Vor knapp zwei Wochen beginnt das Saarland mit einem umstrittenen Corona-Modellversuch. Kunden dürfen Fitnessstudios und Außengastronomie bei Vorlage eines negativen Schnelltests besuchen. Nun verschärft das Bundesland seine Maßnahmen. Ein Ende des Modellprojekts bedeutet das aber nicht.

Das Saarland verschärft seine Corona-Maßnahmen für die Modellregion wegen des "gesteigerten Infektionsgeschehens" leicht. In allen Bereichen, wo bisher eine Pflicht zur Mund-Nasen-Bedeckung bestand, sei ab Montag eine medizinische Maske Pflicht, teilte Regierungschef Tobias Hans von der CDU mit. Bei der Testpflicht in der Außengastronomie, Theater und Konzerten gebe es dann keine Ausnahmen mehr. An Grund- und Förderschulen werde zudem eine Testpflicht vorbereitet.

Nach Angaben des Robert-Koch-Instituts vom Samstag stieg die Zahl der Neuinfizierten im Saarland um 137 auf 34.434. Die Sieben-Tage-Inzidenz lag bei 114. Die Regierung erklärte, es bleibe bei der bisherigen Ampelstufe gelb. Hans rief dazu auf, weiterhin Kontakte im privaten wie auch im beruflichen Bereich "deutlich" zu reduzieren und insbesondere auf eine breitangelegte Testung zu setzen.

Seit dem 6. April läuft im Saarland ein bundesweit beachtetes Modellprojekt, das auf Öffnungen auf der Basis von Schnelltests setzt. Neben der Außengastronomie durften unter anderem auch Fitnessstudios und Theater wieder öffnen - für jene, die einen tagesaktuellen negativen Test vorlegen können. Zudem dürfen sich draußen bis zu zehn Menschen treffen.
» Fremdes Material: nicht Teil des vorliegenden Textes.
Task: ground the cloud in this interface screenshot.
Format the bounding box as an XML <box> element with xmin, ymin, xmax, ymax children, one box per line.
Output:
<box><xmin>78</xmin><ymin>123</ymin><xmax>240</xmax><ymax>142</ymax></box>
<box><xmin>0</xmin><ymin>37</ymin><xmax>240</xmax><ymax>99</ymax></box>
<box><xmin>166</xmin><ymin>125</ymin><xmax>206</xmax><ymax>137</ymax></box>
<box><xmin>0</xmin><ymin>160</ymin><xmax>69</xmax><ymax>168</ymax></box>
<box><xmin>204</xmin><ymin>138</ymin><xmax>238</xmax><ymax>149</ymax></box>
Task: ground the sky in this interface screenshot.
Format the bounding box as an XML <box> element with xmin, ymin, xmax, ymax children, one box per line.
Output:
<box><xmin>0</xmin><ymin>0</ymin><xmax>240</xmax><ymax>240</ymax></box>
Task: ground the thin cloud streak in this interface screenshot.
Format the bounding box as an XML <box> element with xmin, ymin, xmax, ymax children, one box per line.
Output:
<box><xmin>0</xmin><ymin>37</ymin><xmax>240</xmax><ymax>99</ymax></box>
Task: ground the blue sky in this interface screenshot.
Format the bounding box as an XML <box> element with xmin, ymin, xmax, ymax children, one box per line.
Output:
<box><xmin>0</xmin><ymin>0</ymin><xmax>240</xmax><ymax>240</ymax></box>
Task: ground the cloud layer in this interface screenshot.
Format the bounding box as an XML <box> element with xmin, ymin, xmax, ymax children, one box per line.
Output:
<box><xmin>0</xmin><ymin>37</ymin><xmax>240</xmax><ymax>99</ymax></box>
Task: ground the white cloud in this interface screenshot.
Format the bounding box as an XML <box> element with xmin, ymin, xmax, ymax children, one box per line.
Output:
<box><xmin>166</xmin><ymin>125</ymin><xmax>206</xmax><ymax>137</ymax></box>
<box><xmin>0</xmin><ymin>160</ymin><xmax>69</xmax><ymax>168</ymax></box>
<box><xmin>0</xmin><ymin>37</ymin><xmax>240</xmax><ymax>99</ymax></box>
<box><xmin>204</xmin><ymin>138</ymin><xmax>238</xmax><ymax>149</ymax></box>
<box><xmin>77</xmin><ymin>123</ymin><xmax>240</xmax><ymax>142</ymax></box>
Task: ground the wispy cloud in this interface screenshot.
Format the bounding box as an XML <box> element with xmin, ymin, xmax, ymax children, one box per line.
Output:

Bei hohen Inzidenzen sollen Öffnungsschritte wieder rückgängig gemacht werden.

"Unser Saarland-Modell war nie als ein reines Lockerungsmodell gedacht", betonte Regierungschef Hans. "Vielmehr ist und bleibt es ein Steuerungsmodell, das auf eine langfristige Strategie setzt und anhand eines Ampelsystems flexibel und verantwortungsvoll auf die jeweilige Infektionsentwicklung reagiert." Bei einer Überlastung des Gesundheitssystems werde die Ampelstufe rot aktiviert.